それぞれに家で待機という事でひとまず帰ることになりました。
簡易ベットも準備してもらいましたが横にはなれません。
弁当も食べる元気がありません。
妻のベットを挟んでただ寄り添うばかりでした。

夜勤の看護師さんがしきりに血圧を測りにきてくれます。
その度に血圧は下がっていきます。
不安の高まる夜がきました。
お母さんと一緒に手から腕を揉んでやり体をさすってやりました。
苦しそうな息使いに唇を濡らしてやりました。

少し落ち着いたのでしょうか、、、、。
血圧が下がりません。
少し安心した私は弁当が食べられました。
そして子供達には安心の電話をしてやりました。
それは妻の最後のやさしさだったのです。

病状は急変しました。
妻は痛みの苦しみはなく静かです。
血圧がどんどん下がりだしました。

主治医の先生は言われました。
「家族の方に連絡して下さい。
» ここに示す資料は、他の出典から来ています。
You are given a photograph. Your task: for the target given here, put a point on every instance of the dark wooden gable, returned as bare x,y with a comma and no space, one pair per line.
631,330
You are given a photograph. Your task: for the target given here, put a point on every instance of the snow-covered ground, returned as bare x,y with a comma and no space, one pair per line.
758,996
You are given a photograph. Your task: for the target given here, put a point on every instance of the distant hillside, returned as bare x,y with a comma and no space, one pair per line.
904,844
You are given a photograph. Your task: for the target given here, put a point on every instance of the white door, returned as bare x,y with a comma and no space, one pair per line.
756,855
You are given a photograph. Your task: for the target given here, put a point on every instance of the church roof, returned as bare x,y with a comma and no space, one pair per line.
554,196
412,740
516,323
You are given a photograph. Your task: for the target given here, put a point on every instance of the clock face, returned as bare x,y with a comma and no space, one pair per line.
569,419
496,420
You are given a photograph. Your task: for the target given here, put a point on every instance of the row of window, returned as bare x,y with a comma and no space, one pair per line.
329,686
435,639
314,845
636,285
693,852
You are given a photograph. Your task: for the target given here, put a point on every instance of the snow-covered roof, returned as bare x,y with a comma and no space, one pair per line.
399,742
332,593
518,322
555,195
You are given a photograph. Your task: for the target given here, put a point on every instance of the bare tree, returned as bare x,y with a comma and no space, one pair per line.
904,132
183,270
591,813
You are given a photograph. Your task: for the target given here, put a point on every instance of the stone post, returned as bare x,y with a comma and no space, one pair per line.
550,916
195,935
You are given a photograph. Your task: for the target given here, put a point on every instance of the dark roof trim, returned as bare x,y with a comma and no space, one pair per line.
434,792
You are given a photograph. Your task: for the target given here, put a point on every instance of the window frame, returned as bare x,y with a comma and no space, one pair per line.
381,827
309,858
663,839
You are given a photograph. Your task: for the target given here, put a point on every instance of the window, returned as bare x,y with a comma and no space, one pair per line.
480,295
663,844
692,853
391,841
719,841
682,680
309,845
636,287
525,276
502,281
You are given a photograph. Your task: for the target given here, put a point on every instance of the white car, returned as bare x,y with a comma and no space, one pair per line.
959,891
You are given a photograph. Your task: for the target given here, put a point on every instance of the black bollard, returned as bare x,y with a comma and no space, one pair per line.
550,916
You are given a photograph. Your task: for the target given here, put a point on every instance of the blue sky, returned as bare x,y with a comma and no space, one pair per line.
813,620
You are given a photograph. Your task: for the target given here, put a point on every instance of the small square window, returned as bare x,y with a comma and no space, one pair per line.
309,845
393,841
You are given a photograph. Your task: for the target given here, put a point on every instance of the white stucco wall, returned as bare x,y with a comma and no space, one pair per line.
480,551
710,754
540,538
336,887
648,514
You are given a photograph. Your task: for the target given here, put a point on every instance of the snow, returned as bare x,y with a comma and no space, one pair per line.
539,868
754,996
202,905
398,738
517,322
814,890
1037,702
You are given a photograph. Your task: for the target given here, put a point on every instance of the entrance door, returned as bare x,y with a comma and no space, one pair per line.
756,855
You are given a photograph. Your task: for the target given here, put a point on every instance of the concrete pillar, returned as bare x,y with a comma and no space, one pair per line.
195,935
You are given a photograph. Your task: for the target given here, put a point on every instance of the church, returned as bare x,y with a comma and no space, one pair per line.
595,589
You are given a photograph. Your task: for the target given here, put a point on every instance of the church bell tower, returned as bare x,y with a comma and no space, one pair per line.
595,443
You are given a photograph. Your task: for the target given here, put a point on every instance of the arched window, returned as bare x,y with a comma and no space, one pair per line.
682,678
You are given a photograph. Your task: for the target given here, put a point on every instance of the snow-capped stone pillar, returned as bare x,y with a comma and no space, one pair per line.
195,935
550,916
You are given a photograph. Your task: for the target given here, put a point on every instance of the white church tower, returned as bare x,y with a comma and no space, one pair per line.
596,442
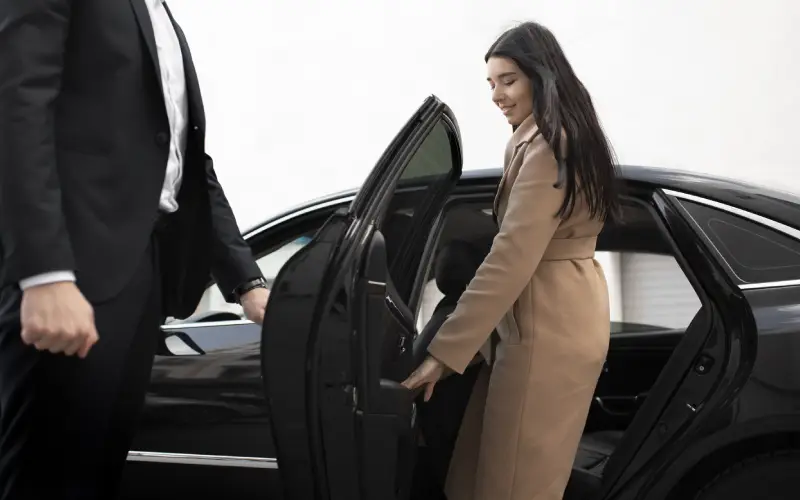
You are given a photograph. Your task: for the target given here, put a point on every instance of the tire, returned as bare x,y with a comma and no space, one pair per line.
770,476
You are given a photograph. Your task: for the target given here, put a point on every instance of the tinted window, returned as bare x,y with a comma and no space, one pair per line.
648,292
752,252
429,171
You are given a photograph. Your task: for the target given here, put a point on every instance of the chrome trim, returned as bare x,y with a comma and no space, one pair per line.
183,326
297,213
213,460
760,219
744,214
771,284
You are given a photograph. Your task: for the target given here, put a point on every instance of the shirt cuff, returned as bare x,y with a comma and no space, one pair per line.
46,279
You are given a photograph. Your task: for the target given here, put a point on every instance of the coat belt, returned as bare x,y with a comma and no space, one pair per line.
570,248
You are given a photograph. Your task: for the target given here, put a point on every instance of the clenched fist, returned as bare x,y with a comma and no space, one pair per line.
57,318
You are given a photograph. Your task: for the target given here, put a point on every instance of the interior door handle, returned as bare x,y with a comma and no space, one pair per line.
618,406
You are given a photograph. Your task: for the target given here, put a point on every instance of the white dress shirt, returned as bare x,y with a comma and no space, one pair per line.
173,82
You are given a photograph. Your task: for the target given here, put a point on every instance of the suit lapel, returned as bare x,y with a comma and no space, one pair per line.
196,111
146,27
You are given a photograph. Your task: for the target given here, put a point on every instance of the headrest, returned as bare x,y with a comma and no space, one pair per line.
455,266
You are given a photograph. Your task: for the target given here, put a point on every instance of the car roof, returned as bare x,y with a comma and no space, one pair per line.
778,205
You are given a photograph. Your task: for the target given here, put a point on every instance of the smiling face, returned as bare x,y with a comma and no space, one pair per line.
512,91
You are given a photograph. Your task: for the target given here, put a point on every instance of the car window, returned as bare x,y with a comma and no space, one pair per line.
648,292
427,173
752,252
270,264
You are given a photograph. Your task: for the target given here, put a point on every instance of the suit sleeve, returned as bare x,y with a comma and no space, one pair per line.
528,226
232,261
32,226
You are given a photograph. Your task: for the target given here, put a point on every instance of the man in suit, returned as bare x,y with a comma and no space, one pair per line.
111,218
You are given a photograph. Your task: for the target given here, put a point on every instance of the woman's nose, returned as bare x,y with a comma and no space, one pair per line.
497,96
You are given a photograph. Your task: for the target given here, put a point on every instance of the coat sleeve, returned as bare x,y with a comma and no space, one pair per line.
33,230
232,261
528,226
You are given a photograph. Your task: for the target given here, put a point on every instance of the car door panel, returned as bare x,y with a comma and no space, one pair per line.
633,364
343,424
205,393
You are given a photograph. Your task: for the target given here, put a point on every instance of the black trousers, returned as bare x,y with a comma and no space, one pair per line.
66,424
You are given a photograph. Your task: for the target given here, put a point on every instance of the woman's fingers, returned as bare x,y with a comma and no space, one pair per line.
429,390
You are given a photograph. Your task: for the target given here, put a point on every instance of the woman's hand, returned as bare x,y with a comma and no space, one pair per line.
428,373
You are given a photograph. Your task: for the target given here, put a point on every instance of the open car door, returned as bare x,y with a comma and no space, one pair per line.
337,336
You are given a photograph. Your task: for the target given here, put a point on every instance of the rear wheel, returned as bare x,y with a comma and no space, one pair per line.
770,476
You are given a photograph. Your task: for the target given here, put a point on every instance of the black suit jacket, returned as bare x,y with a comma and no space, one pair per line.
84,139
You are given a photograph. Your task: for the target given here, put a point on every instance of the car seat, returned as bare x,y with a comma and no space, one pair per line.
440,418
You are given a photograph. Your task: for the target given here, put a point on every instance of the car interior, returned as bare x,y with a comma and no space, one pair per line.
637,355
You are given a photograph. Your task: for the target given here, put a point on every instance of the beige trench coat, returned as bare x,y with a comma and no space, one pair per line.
546,295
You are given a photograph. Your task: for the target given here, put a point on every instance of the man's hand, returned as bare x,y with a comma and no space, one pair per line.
254,304
57,318
426,375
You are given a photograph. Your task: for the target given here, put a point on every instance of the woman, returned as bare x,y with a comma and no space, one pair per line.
539,285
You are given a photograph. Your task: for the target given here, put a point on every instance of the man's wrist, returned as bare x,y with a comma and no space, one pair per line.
46,279
248,286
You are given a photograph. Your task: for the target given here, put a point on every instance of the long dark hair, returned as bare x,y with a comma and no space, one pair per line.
561,102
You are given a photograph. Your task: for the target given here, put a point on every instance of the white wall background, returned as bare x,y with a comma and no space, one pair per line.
303,95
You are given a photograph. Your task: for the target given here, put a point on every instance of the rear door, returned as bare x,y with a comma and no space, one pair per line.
336,341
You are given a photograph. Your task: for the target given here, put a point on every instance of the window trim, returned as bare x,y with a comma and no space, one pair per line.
752,217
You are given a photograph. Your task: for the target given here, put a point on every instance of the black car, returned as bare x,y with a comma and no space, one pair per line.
700,396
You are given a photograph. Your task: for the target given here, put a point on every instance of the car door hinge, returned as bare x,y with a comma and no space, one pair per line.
352,394
703,364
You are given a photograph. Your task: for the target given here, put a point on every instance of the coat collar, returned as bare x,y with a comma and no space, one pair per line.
524,134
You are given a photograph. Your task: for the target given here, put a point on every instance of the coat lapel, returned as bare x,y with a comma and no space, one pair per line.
146,27
522,135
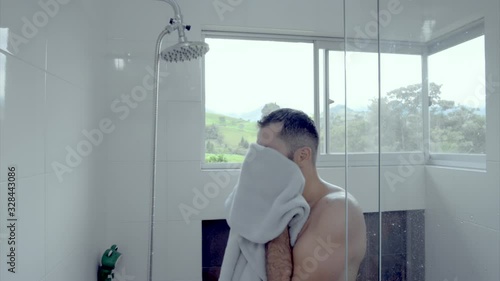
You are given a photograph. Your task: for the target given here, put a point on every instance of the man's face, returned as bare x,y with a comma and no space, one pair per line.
268,137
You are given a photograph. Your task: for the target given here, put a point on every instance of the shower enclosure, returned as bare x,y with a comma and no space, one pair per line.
405,96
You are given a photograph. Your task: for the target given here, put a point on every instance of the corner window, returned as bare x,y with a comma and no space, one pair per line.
457,92
246,79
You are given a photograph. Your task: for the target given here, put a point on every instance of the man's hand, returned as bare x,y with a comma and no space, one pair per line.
279,264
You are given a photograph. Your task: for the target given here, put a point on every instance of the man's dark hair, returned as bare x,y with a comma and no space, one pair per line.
298,129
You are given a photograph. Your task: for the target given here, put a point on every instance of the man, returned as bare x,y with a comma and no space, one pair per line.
320,251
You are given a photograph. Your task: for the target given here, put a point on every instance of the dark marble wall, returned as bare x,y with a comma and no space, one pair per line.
402,243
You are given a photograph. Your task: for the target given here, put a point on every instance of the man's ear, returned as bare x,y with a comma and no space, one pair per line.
303,155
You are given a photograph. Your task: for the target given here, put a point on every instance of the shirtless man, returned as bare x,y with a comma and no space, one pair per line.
320,251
」

子供たちはほんとうにしません。
「うそじゃないんよ」
「うそじゃないんよ」

私の両親はもういません。
妻の『さっちゃん』が看取ってくれました。
二男は婚約者の両親を誘って来てくれました。

私は妻にもう一度約束しました。
この秋には立派な結婚式を挙げてもらうからね、、、。
孫の結衣ちゃんも目をさましています。

妻はいつも言っていました。
『子供達が宝だから』
『子供達が宝だから』
『おとうさん、おかあさんより早く逝きたくない』

私は妻の手を握って涙がとまりませんでした。
「どうしてこんなに早く逝ってしましの・・・・・・・・・」
妻は笑顔のまま多くの家族に見守られて天国へと旅だっていきました。
『ありがとう、、さっちゃん!』

その後妻は『鳩』になって私達を見守ってくれています。